Good morning. I just wanted to clarify, Jane, you’ve talked a lot about some of the basics business versus the fashion business versus the dresses, three different things in your store. But it sounds like your customer is responding to those either need pockets, so back-to-school, uniforms or emotional pockets, so holidays or family events. Can you just talk about her resistance, her pension to come in or be online and buy those items versus the other? And I guess, what falls in that other pocket because you then clarified the difference between wovens and knit. So it doesn’t sound like it’s across the board on the fashion. It sounds like she’s being very specific and mindful in what she’s shopping for, if I could put it that way?

Jane Elfers — President & Chief Executive Officer

Yes, I would 100% agree that she has been very specific and mindful. From a basics point of view of 100% agreement, she is still stocking up on those, she needs them for back-to-school, they’ve been a very strong part of our business from July 15 onward. They always are a much bigger part of our business this time of year. And we’ve been very happy with what we’ve seen. We mentioned the AUR. We feel very good about where we’re planned, where we’re actually coming in and the AURs associated with that.

When you go — uniform obviously would be included in that. Uniform, denim, backpacks those types of things. When you look at the emotional product and you go online and you see things like apple picking and harvest and the plans that we bring in and the family looks and all those things. She is clearly responding to those as well, which is why I think that the fashion AUR is holding up a lot better in Q3 than it did in Q2. And then you get to the resistance categories. And so what I would call the resistance categories and this has been year-to-date. We’ll have to see what happens in the back half would be the knit categories. And so the t-shirts, the mix and match, those types of things, sleepwear have all been sub-par performers in the first half of the year because when you saw how they outperformed in 2021, I think that there would naturally be a pullback.

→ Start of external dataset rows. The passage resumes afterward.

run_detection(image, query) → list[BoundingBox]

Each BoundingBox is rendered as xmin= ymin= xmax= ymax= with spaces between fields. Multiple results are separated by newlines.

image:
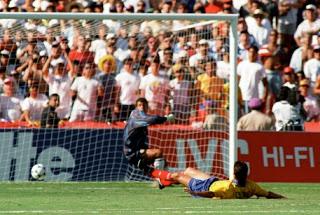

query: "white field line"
xmin=0 ymin=208 xmax=320 ymax=214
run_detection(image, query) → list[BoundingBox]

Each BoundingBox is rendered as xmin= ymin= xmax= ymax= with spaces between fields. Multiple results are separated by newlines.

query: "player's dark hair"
xmin=233 ymin=161 xmax=248 ymax=187
xmin=136 ymin=97 xmax=148 ymax=106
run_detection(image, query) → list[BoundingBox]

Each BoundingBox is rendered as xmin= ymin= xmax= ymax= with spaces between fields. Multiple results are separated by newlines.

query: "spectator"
xmin=169 ymin=64 xmax=192 ymax=124
xmin=248 ymin=9 xmax=271 ymax=47
xmin=197 ymin=60 xmax=224 ymax=108
xmin=238 ymin=46 xmax=268 ymax=113
xmin=0 ymin=49 xmax=15 ymax=73
xmin=203 ymin=102 xmax=228 ymax=131
xmin=189 ymin=39 xmax=213 ymax=66
xmin=69 ymin=63 xmax=103 ymax=122
xmin=139 ymin=56 xmax=170 ymax=115
xmin=299 ymin=79 xmax=320 ymax=122
xmin=303 ymin=45 xmax=320 ymax=88
xmin=237 ymin=98 xmax=274 ymax=131
xmin=272 ymin=86 xmax=303 ymax=131
xmin=238 ymin=30 xmax=255 ymax=60
xmin=277 ymin=0 xmax=297 ymax=46
xmin=42 ymin=54 xmax=77 ymax=119
xmin=21 ymin=82 xmax=48 ymax=127
xmin=283 ymin=66 xmax=297 ymax=90
xmin=160 ymin=48 xmax=173 ymax=77
xmin=69 ymin=35 xmax=94 ymax=64
xmin=217 ymin=52 xmax=231 ymax=82
xmin=0 ymin=77 xmax=21 ymax=122
xmin=204 ymin=0 xmax=222 ymax=13
xmin=290 ymin=34 xmax=312 ymax=72
xmin=22 ymin=52 xmax=48 ymax=94
xmin=97 ymin=55 xmax=118 ymax=122
xmin=115 ymin=58 xmax=140 ymax=121
xmin=40 ymin=93 xmax=60 ymax=128
xmin=294 ymin=4 xmax=320 ymax=45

And so you think about as you move into Q3 and Q4 for us what are those categories and the things that come to mind right away for me is the long-sleeve knits and active bottoms, which are two big, big categories for us in Q3 and Q4. And so those are the types of things that we have to watch carefully and we have to watch to make sure that we’re not over promising ourselves on AUR because those are categories that we have to wait and see if mom is going to start to buy those again or if she is going to still think that she has got enough knits to last her and she is going to continue to go for woven tops and into woven bottoms.

I think the other thing that is going to have to happen before those specific knit categories that I’m talking about get back on track again is definitely a weather change. I do not anticipate that mom is going to start stocking up on any type of knit category until she needs to. And so I think when we see the weather change, which we’ll hopefully see in mid-September, mid-to-late September, we’ll really have a much better idea of how knits in general as a category is going to perform through Q4 in the back half of the year.


Thank you for joining us today. If you have further questions, please call Investor Relations at area code 201-558-2400, extension 14500. You may now disconnect your lines, and have a wonderful day.